[YesBut Benchmark] Cracking the Code of Juxtaposition: Can AI Models Understand the Humorous Contradictions

Zhe Hu*¹, Tuo Liang*², Jing Li¹, Yiren Lu², Yunlai Zhou², Yiran Qiao², Jing Ma², Yu Yin²

¹The Hong Kong Polytechnic University ²Case Western Reserve University

NeurIPS 2024 (Oral)

^*Indicates Equal Contribution

Paper arXiv Github

Dataset

We introduce the YesBut Benchmark to examine VLMs' capability in understanding humor, with a specific emphasis on humor derived from contrasting narratives (juxtaposition). (Comic by Anton Gudim)

Abstract

Recent advancements in large multimodal language models have demonstrated remarkable proficiency across a wide range of tasks. Yet, these models still struggle with understanding the nuances of human humor through juxtaposition, particularly when it involves nonlinear narratives that underpin many jokes and humor cues. This paper investigates this challenge by focusing on comics with contradictory narratives, where each comic consists of two panels that create a humorous contradiction. We introduce the YesBut Benchmark, which comprises tasks of varying difficulty aimed at assessing AI's capabilities in recognizing and interpreting these comics, ranging from literal content comprehension to deep narrative reasoning. Through extensive experimentation and analysis of recent commercial or open-sourced large (vision) language models, we assess their capability to comprehend the complex interplay of the narrative humor inherent in these comics. Our results show that even state-of-the-art models still lag behind human performance on this task.

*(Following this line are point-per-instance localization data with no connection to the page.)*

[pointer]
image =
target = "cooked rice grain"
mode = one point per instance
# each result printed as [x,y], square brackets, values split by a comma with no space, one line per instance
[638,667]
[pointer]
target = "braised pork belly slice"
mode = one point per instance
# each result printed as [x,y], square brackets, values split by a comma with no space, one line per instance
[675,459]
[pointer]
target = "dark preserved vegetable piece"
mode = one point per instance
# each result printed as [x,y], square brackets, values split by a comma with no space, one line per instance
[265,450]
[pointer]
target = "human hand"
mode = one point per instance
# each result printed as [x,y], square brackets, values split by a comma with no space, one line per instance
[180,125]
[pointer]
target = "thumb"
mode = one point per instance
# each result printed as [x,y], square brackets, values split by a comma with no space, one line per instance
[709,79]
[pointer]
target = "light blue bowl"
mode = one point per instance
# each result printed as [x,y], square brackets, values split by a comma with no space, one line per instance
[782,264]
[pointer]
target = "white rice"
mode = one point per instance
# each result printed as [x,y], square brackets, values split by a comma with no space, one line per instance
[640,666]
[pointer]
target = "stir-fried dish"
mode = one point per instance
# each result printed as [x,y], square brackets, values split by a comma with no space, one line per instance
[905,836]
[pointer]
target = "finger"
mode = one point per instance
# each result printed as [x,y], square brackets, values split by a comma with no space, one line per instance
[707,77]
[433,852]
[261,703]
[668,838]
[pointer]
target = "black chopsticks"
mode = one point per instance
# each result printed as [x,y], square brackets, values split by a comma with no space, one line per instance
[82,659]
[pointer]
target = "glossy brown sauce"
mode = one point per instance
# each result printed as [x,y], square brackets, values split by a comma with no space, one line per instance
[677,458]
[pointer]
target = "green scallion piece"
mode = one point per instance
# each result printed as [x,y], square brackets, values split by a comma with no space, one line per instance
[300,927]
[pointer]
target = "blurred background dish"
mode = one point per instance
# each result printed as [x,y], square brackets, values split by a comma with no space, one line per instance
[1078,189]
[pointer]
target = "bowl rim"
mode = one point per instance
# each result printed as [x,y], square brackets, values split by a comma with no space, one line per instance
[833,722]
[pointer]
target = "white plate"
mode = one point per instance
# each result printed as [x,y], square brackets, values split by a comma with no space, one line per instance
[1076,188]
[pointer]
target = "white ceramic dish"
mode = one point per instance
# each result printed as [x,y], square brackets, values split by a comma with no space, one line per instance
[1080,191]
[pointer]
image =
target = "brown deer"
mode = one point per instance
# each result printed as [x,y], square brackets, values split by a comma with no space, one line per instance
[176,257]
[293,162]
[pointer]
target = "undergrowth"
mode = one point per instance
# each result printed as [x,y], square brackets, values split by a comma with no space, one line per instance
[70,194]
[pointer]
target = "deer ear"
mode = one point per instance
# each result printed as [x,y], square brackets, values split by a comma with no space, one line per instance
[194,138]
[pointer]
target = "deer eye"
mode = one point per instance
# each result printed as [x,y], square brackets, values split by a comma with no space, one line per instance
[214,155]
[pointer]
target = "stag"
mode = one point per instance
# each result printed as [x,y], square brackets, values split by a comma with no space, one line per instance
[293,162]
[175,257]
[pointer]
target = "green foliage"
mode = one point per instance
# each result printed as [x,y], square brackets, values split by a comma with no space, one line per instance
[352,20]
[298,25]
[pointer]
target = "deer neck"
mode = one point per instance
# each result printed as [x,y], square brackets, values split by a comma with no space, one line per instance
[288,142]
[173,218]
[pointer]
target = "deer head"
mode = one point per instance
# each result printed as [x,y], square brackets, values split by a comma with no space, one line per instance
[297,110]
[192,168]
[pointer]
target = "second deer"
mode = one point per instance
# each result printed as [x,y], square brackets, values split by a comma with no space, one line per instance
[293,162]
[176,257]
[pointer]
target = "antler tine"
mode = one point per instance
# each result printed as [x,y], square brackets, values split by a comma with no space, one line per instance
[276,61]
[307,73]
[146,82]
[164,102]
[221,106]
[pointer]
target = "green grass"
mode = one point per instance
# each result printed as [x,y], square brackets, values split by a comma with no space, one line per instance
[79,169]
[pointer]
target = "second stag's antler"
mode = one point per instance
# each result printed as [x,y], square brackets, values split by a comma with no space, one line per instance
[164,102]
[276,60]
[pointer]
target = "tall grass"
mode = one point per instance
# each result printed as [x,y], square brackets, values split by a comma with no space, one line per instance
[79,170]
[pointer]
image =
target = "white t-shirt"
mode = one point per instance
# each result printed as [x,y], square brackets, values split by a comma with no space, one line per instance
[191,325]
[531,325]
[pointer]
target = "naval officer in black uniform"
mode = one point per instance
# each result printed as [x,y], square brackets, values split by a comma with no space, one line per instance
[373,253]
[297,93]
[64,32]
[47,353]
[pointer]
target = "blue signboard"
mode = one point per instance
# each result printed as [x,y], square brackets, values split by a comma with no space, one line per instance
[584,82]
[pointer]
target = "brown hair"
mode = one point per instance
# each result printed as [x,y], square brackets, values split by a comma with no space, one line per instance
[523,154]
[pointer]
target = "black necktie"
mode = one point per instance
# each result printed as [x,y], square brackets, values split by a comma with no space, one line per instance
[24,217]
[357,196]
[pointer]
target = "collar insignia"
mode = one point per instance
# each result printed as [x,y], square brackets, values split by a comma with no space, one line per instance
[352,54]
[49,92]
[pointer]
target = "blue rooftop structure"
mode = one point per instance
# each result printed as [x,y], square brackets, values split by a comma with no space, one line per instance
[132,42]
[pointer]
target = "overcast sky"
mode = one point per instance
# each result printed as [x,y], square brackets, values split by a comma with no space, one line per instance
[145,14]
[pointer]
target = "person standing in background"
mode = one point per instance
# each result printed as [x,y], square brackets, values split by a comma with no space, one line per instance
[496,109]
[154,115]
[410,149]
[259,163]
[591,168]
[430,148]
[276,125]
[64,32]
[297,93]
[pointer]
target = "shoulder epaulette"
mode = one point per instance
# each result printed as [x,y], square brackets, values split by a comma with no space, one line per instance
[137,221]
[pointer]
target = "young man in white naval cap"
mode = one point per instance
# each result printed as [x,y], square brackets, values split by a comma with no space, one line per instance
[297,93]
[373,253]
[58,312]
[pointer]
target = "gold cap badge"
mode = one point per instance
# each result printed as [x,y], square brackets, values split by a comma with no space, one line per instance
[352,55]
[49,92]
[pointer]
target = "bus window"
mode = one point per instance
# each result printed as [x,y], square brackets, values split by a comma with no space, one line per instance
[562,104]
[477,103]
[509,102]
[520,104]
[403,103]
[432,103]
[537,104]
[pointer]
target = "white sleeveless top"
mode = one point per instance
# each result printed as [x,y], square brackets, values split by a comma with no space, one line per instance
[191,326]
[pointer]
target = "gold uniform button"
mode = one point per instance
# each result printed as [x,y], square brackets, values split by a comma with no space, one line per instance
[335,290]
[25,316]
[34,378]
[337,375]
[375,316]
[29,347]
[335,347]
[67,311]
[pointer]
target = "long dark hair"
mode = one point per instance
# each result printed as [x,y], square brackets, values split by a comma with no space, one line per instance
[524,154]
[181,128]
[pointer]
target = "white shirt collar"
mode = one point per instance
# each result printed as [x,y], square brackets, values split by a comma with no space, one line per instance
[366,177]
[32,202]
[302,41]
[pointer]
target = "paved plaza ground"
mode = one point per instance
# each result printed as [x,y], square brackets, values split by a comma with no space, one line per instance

Our findings offer insights into the current limitations and potential improvements for AI in understanding human creative expressions.

YesBut Benchmark Overview

Our benchmark consists of YesBut comics featuring contradictory narratives. Specifically, each sample includes:
(1) a two-panel comic that forms a narrative with inherent contradictions;
(2) a literal description of the comic narratives;
(3) an explanation that illustrates the contradiction within the narrative;
(4) the deep philosophy or underlying message the comic aims to convey;
(5) a title of the comic.
Based on these components, we construct various tasks for comic understanding.

Data Construction Pipeline

For each comic, we annotate the corresponding literal description, contradiction explanation, underlying philosophy and comic title. The annotation process consists of two key stages: a human-AI collaborative annotation stage (steps 1 & 2) followed by a quality check and cross-verification stage (step 3). Gold-standard annotations are primarily obtained through human annotators. ('Pos' and 'Neg' in figure represent the positive and negative options, respectively.)

Evaluating Large Models' Understanding of Humor in Juxtaposition: Task Designs from Our Paper

We aim to evaluate the capabilities of recent large (visual) language models in understanding humor through contradictions. This is challenging because it requires both social reasoning about human events and nonlinear logical reasoning about the narratives, going beyond the literal understanding of the comic. We design a series of tasks that require different levels of narrative understanding and reasoning abilities to evaluate the models’ performance in reading comics.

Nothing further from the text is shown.